深センは、その全ては圧倒的な安さが引き起こしているように感じられた。まず材料費。例えばタミヤが250円で小売しているモーターは、華強北(ファーチャンペー)と呼ばれる電気街だと50円で買えてしまう。きっと原価は恐ろしく安いんだろう。人件費だってとにかく安い。組み立て工場で働く若者の月給は3万円強と聞いた。深センのスタバは日本より高いのに、製造業に関してはチビるほど安い。だからこそ、他の国では作れないものが、深センでは作れてしまうのだろう。だからこそ、世界中の仕事が深センに集まるのだろう。その仕事を求めて、中国全土から若い男女がやってくる。先進国からも意欲的な人々が渡ってくる。現地Seeed Studio社のスタッフが言うとおり、深センはゴールドラッシュ状態にある。ニギニギ。

今回の旅は、深センのMakerと日本のMakerを引き合わせるためのツアーだった。現時点で、Makerには2つの母集団があると認識している。
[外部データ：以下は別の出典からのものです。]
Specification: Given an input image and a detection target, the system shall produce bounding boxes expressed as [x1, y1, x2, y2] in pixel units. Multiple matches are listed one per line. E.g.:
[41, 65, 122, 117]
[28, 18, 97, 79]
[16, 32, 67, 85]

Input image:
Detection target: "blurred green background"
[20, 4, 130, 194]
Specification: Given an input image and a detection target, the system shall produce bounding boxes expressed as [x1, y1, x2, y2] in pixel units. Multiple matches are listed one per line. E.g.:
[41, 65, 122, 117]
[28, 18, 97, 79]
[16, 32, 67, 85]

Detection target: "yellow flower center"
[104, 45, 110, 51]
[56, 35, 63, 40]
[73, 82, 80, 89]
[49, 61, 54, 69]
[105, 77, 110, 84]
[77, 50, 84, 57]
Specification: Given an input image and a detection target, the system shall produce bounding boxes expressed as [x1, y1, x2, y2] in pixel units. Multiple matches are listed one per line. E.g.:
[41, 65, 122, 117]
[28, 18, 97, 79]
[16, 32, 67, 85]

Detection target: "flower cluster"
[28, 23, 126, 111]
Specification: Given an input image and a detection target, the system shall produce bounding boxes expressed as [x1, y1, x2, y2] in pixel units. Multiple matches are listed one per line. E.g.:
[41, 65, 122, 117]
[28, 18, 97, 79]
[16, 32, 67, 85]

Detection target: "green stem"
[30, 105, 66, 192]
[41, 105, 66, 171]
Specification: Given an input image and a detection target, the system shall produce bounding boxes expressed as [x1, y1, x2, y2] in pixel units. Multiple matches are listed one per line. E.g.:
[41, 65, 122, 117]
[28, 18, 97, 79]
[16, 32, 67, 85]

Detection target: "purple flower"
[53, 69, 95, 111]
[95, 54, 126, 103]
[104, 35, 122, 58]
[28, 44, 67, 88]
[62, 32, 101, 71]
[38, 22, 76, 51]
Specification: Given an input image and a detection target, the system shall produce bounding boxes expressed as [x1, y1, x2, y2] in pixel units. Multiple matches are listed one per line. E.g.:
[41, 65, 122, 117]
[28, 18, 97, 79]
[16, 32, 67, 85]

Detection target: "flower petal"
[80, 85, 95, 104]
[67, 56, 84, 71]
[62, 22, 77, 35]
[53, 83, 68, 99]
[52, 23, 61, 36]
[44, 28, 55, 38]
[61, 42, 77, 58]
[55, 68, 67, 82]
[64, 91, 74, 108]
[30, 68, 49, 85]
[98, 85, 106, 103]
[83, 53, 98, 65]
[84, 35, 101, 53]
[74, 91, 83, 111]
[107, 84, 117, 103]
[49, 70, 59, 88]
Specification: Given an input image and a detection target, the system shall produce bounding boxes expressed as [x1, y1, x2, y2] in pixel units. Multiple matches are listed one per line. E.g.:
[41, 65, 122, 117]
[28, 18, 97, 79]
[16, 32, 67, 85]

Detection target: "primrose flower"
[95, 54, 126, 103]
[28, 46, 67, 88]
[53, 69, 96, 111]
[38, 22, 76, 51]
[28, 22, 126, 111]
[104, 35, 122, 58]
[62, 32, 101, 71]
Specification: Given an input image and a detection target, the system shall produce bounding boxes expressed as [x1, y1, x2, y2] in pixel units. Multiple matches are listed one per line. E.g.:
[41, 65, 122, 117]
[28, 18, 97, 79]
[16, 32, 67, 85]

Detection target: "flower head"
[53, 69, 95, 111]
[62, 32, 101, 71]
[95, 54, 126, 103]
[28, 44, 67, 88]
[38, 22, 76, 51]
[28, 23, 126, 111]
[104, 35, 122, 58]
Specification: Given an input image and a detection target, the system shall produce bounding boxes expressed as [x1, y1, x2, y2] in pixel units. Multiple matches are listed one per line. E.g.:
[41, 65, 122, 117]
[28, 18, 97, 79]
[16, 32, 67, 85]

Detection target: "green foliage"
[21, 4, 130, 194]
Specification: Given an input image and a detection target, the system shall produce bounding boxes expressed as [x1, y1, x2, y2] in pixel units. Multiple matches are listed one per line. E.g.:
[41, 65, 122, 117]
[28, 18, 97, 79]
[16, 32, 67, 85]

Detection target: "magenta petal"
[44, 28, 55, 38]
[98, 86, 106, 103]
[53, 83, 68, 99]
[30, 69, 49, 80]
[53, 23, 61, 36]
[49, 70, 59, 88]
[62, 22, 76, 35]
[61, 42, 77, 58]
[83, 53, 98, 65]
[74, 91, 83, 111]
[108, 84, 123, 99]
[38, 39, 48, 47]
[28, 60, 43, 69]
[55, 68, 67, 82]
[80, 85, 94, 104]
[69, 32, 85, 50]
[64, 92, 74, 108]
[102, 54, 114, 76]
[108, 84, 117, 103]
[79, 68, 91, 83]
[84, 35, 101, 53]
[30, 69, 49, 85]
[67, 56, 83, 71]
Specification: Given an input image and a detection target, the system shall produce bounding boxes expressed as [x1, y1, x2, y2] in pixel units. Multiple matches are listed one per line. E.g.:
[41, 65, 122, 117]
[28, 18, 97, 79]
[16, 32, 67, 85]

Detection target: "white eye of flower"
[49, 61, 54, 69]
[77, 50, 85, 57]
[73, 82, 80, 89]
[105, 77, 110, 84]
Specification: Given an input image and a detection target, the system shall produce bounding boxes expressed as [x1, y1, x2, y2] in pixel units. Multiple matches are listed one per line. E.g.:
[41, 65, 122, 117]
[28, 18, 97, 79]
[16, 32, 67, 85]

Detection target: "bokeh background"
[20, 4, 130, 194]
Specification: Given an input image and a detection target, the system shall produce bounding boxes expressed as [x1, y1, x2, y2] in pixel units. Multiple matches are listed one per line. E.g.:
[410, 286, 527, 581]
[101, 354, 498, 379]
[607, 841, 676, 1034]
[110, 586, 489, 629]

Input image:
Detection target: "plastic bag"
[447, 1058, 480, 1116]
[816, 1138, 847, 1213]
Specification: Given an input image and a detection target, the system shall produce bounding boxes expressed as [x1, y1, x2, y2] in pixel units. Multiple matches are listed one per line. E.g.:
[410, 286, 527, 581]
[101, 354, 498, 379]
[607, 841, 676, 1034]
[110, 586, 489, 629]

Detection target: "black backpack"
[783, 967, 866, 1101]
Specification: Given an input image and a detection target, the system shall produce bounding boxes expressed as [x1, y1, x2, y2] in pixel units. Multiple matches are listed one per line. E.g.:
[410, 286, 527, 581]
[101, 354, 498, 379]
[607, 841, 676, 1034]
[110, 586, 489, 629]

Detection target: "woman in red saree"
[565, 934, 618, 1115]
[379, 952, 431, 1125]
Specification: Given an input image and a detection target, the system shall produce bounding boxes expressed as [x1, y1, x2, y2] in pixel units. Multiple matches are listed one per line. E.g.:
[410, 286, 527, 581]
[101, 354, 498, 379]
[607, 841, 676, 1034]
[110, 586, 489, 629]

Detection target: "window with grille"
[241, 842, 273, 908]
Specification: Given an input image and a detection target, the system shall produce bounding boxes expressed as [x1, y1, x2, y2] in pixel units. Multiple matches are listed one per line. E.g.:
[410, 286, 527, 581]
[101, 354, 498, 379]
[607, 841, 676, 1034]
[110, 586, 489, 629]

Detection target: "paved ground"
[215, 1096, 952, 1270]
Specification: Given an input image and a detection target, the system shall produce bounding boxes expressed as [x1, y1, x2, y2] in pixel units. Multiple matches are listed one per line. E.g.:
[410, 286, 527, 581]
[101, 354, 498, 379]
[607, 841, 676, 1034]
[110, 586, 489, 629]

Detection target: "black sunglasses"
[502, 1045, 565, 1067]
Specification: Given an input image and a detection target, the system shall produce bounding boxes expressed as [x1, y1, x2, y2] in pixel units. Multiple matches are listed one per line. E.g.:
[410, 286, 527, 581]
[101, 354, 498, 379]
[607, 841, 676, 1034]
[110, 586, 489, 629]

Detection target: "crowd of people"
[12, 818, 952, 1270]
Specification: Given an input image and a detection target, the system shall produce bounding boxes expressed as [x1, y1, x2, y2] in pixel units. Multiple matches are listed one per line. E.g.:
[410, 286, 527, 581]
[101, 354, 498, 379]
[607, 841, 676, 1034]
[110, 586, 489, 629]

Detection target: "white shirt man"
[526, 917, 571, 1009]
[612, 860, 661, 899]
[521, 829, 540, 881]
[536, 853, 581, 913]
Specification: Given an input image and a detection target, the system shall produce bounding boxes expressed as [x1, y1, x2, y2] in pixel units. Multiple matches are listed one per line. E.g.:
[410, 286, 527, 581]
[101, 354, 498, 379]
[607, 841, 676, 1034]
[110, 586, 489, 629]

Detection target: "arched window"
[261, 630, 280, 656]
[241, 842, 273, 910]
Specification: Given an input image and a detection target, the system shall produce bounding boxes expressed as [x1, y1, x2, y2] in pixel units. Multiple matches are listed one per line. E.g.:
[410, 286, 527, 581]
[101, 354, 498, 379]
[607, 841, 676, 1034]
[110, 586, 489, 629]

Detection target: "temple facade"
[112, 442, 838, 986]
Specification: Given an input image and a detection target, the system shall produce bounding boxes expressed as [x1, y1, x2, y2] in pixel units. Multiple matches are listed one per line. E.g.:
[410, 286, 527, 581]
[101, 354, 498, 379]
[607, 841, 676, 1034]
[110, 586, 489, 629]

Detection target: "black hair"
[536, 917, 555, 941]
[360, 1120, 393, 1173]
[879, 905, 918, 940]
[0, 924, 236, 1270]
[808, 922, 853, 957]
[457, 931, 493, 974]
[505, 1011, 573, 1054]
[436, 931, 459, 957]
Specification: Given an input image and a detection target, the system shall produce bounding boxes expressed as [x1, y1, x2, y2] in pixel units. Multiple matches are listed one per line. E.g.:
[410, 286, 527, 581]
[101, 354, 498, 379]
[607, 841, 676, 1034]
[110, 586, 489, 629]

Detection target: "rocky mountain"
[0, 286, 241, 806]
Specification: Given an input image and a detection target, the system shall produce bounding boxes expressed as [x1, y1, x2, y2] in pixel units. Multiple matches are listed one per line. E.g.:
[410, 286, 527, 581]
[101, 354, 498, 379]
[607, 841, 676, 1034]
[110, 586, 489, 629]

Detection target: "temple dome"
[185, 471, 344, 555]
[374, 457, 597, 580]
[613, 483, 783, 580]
ひとつは新たに製造業を興そうとしている人々。クリス・アンダーソンのMakersに描かれる世界に生きる人々だ。もうひとつは趣味や副業としてMakeしている人々。お金ではない報酬(作る喜び、見せる喜び、使ってもらえる喜びなど)を得ようとする人々だ。ものづくりの楽しさを分ち合おうとしているFabの人、技術の無駄づかいを至上とするニコ技の人も、こちら側だろう。

海外の大学に所属する僕は、前者と後者の境界にいる。ガジェットのプロトタイピングを専業にしているが、製造と販売を専業にすることはできない。加えて外国人労働者だから、自宅の3Dプリンタで作ったものをMaker Faireで売るのも難しい。そのため自分の制作物を世の中に送り出すためには、大学ができない部分を協力してくれる第三者が必要になってくる。この点で長らく悶々としてきたが、今回訪れた深センには可能性があった。自作の玩具がみんなの手に渡るように、今後とにかく頑張ってみようと思う。期待して待っていて欲しい。

ところで、実は6月末にも中国に行っていた。場所は杭州だったが、今回訪れた深センと同じく、街のいたるところで電動スクーターが走っていた。歩道走行、当たりまえ。車道の逆走、なんのその。ヘッドライトは無い。ウィンカーも無い。走行音は全くない。とにかく危険なんだけど、エコだから奨励されている不思議。ガジェットの試作はどこでもできるけど、EVを試作したいなら中国なのかもしれない。

最後に、これは強調しておきたいのだが、中国で食べる中華料理は本当に美味しい。誰もマックナゲットなんか食べてない。なかでも羅湖にある丹桂軒のローストダックお勧めです。